Keynote Presentations

Silvia Vock, The Federal Institute for Occupational Safety and Health

“Safety-Critical AI in Industrial Applications: Between Regulatory Ambition and Open Research Questions”

As a trained materials scientist with a PhD in the field of magnetic imaging, she combines her scientific background with experience in applied research and development at Fraunhofer, including early work on machine learning in additive manufacturing. Since 2019, she has been working at the Federal Institute for Occupational Safety and Health and has led an AI research team since 2022. The team’s work focuses on machine learning in safety-critical industrial applications, with a specialization in robustness evaluation and robust training methods. Her team works with real-world datasets collected in collaboration with partners from industry, including construction machinery, automated guided vehicles (AGVs) in intralogistics, robotics applications, and machine tools. The work spans computer vision as well as time-series-based anomaly detection. The team collaborates closely with industrial partners, academic institutions, research institutes, certification bodies, and regulatory authorities

Abstract: Safety-critical applications of AI in industrial machines and autonomous systems are on the horizon. The regulatory frameworks meant to govern them are being finalized now. The EU AI Act and the new Machinery Regulation (EU) 2023/1230 are both in force but not yet fully applicable. Most high-risk AI provisions take effect in 2026, with AI embedded in regulated machinery products following in 2027. Meanwhile, the harmonized technical standards needed to operationalize conformity assessment for these systems are still under development and already running behind schedule. This creates the fundamental challenge that requirements must be defined before sufficient operational experience exists, and before the research community has established validated methods for specifying and testing AI properties such as robustness, behavioral consistency in open environments, or explainability. This talk reflects on this situation from the perspective of applied research and policy advice at a federal institute for occupational safety and health. It asks what formalizable and independently validatable requirements for safety-critical AI could realistically look like, where the open research questions lie, and what responsibilities fall to standardization bodies, researchers, and regulators.


Andrew Allamby, Zoox Inc.

“AV Operational Safety:  Looking back to better predict the future”

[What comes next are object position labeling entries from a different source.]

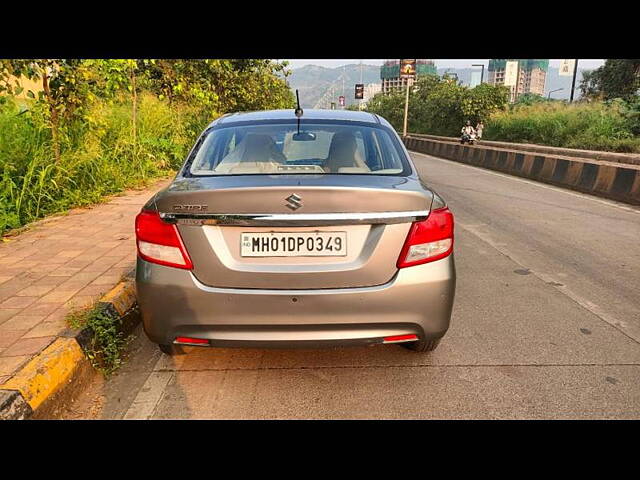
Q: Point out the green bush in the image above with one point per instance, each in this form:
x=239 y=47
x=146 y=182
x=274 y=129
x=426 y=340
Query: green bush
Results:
x=98 y=156
x=609 y=126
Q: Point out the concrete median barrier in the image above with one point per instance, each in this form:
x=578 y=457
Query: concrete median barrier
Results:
x=614 y=180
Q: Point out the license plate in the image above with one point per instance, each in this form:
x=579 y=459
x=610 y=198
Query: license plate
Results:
x=293 y=244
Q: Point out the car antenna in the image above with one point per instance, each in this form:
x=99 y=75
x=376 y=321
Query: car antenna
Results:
x=298 y=111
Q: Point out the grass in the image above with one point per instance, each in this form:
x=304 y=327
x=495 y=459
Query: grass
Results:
x=107 y=343
x=592 y=126
x=99 y=156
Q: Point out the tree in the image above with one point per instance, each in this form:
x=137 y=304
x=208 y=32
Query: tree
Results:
x=221 y=85
x=617 y=78
x=67 y=86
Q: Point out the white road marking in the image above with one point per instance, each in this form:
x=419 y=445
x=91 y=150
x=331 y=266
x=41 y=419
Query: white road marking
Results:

Andrew Allamby currently works at Zoox Inc., as a Technical Lead Manager (TLM) in the Safety Strategy and Operations organization, where his team focuses on Reactive Operational Safety.  In this role Andrew focuses on building operational safety processes, and optimizing safety frameworks for fleet scaling. Prior to joining Zoox, he started his work in the AV industry at Cruise Automation as a Strategic Operations lead, where he was responsible for large-scale, high-priority programs. In this role, he delivered key initiatives including high-speed enablement, validation tool building, and new market launches, while also managing the planning and execution for the Safety & Systems organization. Before transitioning to autonomous vehicles, Andrew spent over 15 years in biotech, specializing on OEM R&D for complex robotic systems as a Principal Systems Engineer at Roche Molecular Systems, and program manager Abbott Diabetes Care. Andrew has been in industry for over 20 years, holds a Bachelor of Science in Mechanical Engineering from Santa Clara University, and currenlty lives in San Francisco, California.

Abstract: Coming Soon!


Thor Myklebust, SINTEF Digital

“Who’s in Control: You or the car?”

Thor Myklebust Senior researcher at SINTEF Digital. His experience is in assessment and certification of products and systems since 1987. Has worked for the National Metrology Service, Aker Maritime, Nemko and SINTEF. Myklebust has participated in several international committees since 1988. Member of safety (NEK/IEC 65), the IEC 61508 maintenance committee “generic functional safety”, ISO/IEC TR 5469 & ISO/IEC 22440 “Artificial intelligence — Functional safety and AI systems”, stakeholder UL4600 autonomous products and railway (NEK/CENELEC/TC 9). He is co-author of three Springer books, The Agile Safety Case, SafeScrum, Proof of Compliance and The Agile Safety Plan. He has published more than 250 papers and reports. He is one of the founders of SafeScrum ® , The Agile Safety Case TM and The Agile Safety Plan TM .

Abstract: Modern vehicles increasingly combine artificial intelligence, driver assistance, connectivity, software updates, and partial automation. This changes not only how vehicles behave, but also how responsibility must be understood when something goes wrong. The central question is no longer only whether the driver made an error, but whether the vehicle, the automation, the software, the sensors, the human-machine interface, or the manufacturer’s data interpretation contributed to the event.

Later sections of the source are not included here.